Alınmasın, alınmasın da bu yağdanlıkları da değerlendirmeye almasın ….
Arşivleri karıştırdık ve bizimle aynı fikre sahip bir yazıya ulaştık.
Tarihe dikkat lütfen! Yıl 1992. Yazı bir yerel gazeteden. Hiçbir şey eklemeden veya çıkarmadan meslektaşımın yazısını aynen aktarıyoruz.
VE HAİNLER...
İşte bunlar en tehlikeli olanlar.
Her zaman ortadadırlar. Herkese yakın ve herkesten uzaktırlar! Herkesin her söylediğini bir başkasına ulaştırmada mahir, ortalığı karıştırmanın ise adeta üstadıdırlar.
Bulunduğu kişi yanında iken şahin kesilir, arkasına geçtiğinde ise adeta cellatı olur!
Her zaman güçlüye yakın olduklarından daha fazla, rakibine yakın olurlar!
Beni en çok bu tipler rahatsız eder!
İsimleri, dava ruhları, siyasi vizyonları yoktur! Şehri ile, ülkesi ile, milleti ile ilgili hayalleri ve hedefleri yoktur!
Ve tüm bunlar yüzlerine vurulunca ‘Siyaset bu arkadaş’ der geçerler!
Sağ Kesim Partilerin en büyük hastalığı budur. Bu tipler önce milletin partiye teveccühünü ölçerler. Ardından kurulan partinin gücünü görmek isterler.
Son olarak avlanmaya çıkarlar ve malasef her seferinde başarılı olurlar!
AVLADILAR
2002 Yılında bu milletin umudu olarak yola çıkan ve bir Dava Ruhuna sahip Ak Parti, 2007 yılından sonra bu kahpe güruhun av alanı oldu. 2007 bir direnç yılıydı ve kahpelerin partiyi artık risksiz kazanım olarak görmeye başladığı yıllardı.
Önce yaklaştı, sonra sokuldular. Fısıltılar ve hediyeler ile akılları baştan aldılar. Sonra vekiller, bakanlar adına arayıp işlerini yaptılar. Aldıkça aldılar, kazandıkça kazandılar…
Ve sonra, sonrası çok acı!
BİR ANDA PUFFFF OLDULAR!
Tarihler 17.12.2013’ü gösteriyordu.
Ülke sabaha bir darbe girişimi ile uyanmıştı! Saldırı direk lideri hedef almıştı!

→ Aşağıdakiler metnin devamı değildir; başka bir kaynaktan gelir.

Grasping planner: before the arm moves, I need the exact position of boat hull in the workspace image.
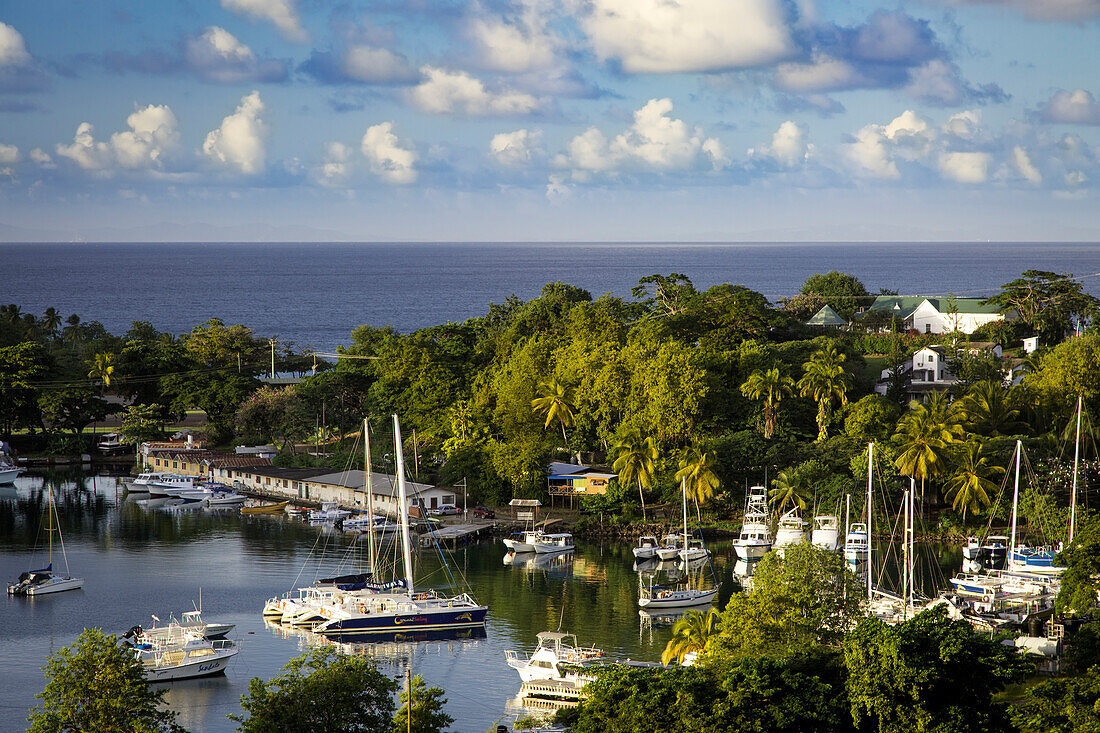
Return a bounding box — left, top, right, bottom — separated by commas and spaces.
315, 606, 488, 638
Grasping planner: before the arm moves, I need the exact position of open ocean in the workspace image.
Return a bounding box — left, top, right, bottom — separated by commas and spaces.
0, 242, 1100, 351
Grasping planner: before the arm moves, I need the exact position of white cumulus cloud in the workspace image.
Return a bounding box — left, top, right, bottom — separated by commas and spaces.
1041, 89, 1100, 124
749, 120, 813, 167
184, 25, 287, 84
1012, 145, 1043, 184
488, 130, 542, 167
55, 105, 179, 174
554, 98, 728, 179
360, 122, 417, 184
202, 91, 267, 175
409, 66, 540, 117
938, 153, 992, 184
0, 22, 31, 66
221, 0, 309, 43
582, 0, 794, 74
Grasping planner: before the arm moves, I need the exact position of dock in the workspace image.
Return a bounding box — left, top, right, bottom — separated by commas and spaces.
420, 522, 493, 549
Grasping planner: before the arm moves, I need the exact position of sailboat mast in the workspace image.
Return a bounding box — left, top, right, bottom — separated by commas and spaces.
867, 442, 875, 603
363, 417, 378, 582
394, 414, 413, 595
1067, 395, 1082, 544
1009, 440, 1023, 559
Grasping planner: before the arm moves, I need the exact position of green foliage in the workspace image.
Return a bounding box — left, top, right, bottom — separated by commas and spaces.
392, 675, 454, 733
844, 608, 1030, 733
707, 543, 865, 660
230, 647, 396, 733
556, 659, 850, 733
28, 628, 183, 733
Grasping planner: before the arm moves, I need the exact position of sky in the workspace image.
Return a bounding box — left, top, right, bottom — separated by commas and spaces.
0, 0, 1100, 241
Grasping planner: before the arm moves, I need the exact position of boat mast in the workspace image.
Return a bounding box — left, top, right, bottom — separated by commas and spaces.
360, 417, 378, 583
1066, 395, 1082, 544
1009, 440, 1023, 561
394, 414, 413, 595
867, 442, 875, 603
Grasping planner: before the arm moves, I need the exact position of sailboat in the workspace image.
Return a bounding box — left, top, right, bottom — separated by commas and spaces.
638, 479, 718, 609
8, 483, 84, 595
316, 415, 488, 639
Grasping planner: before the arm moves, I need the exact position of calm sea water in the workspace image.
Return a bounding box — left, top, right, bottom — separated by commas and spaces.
0, 474, 961, 733
0, 242, 1100, 350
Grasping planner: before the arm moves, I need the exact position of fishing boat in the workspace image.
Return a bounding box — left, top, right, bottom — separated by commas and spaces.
772, 506, 806, 549
638, 479, 718, 610
504, 632, 604, 682
241, 502, 288, 514
0, 457, 23, 483
316, 415, 488, 641
734, 486, 771, 560
810, 514, 840, 553
133, 625, 240, 682
631, 535, 658, 560
8, 483, 84, 595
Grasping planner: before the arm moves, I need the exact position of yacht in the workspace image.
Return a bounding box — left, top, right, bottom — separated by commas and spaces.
844, 522, 868, 565
810, 514, 840, 553
734, 486, 771, 560
504, 632, 604, 682
772, 507, 806, 549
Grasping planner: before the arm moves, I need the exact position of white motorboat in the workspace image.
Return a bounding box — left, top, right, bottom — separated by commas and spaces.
531, 532, 574, 555
634, 535, 658, 560
810, 514, 840, 553
309, 502, 351, 522
133, 625, 240, 682
0, 458, 23, 483
8, 482, 84, 595
504, 632, 604, 682
844, 522, 867, 565
734, 486, 771, 560
772, 506, 806, 549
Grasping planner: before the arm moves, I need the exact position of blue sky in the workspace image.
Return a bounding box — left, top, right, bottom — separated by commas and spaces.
0, 0, 1100, 241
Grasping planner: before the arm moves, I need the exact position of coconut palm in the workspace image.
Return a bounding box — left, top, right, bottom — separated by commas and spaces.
893, 400, 965, 483
88, 353, 114, 386
946, 440, 1004, 515
960, 380, 1027, 436
768, 469, 813, 514
531, 379, 574, 447
741, 369, 794, 438
612, 430, 657, 522
42, 306, 63, 336
677, 446, 718, 504
661, 609, 721, 665
799, 342, 851, 442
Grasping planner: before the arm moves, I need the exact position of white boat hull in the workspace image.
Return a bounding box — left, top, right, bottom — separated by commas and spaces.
638, 588, 718, 610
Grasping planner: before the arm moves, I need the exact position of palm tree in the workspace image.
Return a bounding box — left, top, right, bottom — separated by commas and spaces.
677, 446, 718, 504
741, 369, 794, 438
893, 400, 965, 484
88, 353, 114, 386
612, 430, 657, 522
960, 380, 1027, 436
947, 440, 1004, 516
42, 306, 62, 336
768, 469, 813, 514
661, 608, 721, 665
799, 342, 851, 442
531, 379, 574, 448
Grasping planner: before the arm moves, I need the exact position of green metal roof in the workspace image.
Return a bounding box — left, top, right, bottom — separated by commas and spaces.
805, 306, 848, 326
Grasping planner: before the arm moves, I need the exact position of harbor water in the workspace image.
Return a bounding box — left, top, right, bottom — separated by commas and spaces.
0, 473, 960, 733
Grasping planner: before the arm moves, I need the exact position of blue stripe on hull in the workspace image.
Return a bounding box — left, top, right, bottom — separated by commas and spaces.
317, 609, 486, 636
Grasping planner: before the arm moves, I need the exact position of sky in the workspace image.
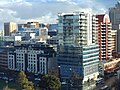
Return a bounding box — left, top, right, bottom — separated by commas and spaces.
0, 0, 118, 30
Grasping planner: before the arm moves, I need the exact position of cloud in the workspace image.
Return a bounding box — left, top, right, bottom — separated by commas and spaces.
0, 0, 115, 29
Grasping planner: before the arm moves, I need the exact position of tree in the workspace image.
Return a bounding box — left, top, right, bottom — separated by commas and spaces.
3, 86, 10, 90
18, 71, 34, 90
40, 75, 61, 90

Almıştı almasına da bir güruh kahpe, lideri acımasızca hançerler iken diğer güruh bir anda puff olmuş ve tarafsızlığını ilan etmişti.
Çünkü kahpeler, kendini güç zanneden ikinci adamın kazanacağını düşünüyordu!
Saldırılar tüm şiddeti ile devam etti ve tarihler 27.12.2013’ü gösterirken planlanan darbe girişiminin son perdesi için harekete geçildi!
KAHBELERİN KARŞISINDA DURAN BİRKAÇ YİĞİT ADAM
Lider çevresine bakınca, nasıl bir boşluk içerisinde olduğunu anladı. Hafifçe sendeledi ve birkaç yiğit adam ile yeniden harekete geçti!
Bir elin parmaklarını geçmeyecek yiğit, O günlerin çıkış ışığı oldu.
O yiğitlerden özellikle 3’ü Türkiye’den ziyade Erzurum’un gururu oldu.
Ülkeyi uçurumun kenarından alan ve kahpelere karşı liderinin yanında dimdik duran o yiğitler, kendilerini iyi bilirler… Ve tabi liderleri de onları.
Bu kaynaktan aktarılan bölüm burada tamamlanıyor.